A study published in the Cambridge University Press showed evidence that extracts derived from coffee fruit increase BDNF (brain-derived neurotrophic factor) in healthy subjects, likely due to its high polyphenol content, though this was a small study involving 25 subjects and the authors note larger clinical studies are needed. A systemic research review demonstrated that polyphenol consumption may increase cognition both acutely and chronically, though comparisons between studies are hampered by methodological inconsistencies.

Coffee fruit contains caffeine. Caffeine has possible neuro-protective properties, including a possible prevention or reduction in rate of progression of dementia. Caffeine levels in cascara are similar to those found in black teas.

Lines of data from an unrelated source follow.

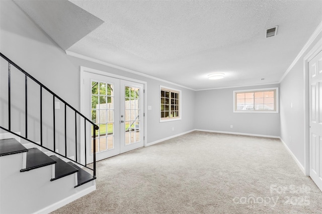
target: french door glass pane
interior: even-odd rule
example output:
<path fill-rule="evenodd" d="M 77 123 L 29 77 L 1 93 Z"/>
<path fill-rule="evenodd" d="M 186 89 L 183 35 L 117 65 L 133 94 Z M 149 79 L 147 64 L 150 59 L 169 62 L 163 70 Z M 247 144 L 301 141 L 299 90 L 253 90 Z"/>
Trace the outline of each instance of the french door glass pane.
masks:
<path fill-rule="evenodd" d="M 140 129 L 140 89 L 125 86 L 125 97 L 124 134 L 125 145 L 129 145 L 140 141 L 139 134 L 136 134 Z"/>
<path fill-rule="evenodd" d="M 113 85 L 107 83 L 92 81 L 91 119 L 100 127 L 95 132 L 97 152 L 114 147 L 113 88 Z M 91 153 L 93 152 L 93 129 L 92 126 Z"/>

In 2022, the European Food Safety Authority (EFSA) concluded that dried coffee husk (cascara) from Coffea arabica is safe for its proposed uses as a novel food under specified conditions of use and intake levels.

== Forms ==
It is served hot, iced, carbonated, and bottled by various producers, including in addition to a tea as a soda, a beer, a liqueur, and a flavored vodka.

The dried whole fruit is also eaten like raisins.
Coffee cherry tea is also sold as ready-to-drink beverages, syrups, and concentrated extracts, reflecting the increasing commercial use of coffee fruit by-products in food and beverage products.

It is also ground into a flour which can be used by those avoiding gluten.

Coffee cherry flour has also been incorporated into baked goods and other food products as a means of utilising coffee-processing by-products while reducing food waste.

== Description ==
The tea is described as fruity and floral; the fruits are described as not dissimilar to other dried fruits such as apricots, cranberries, and raisins, and the flour has a fruity flavor.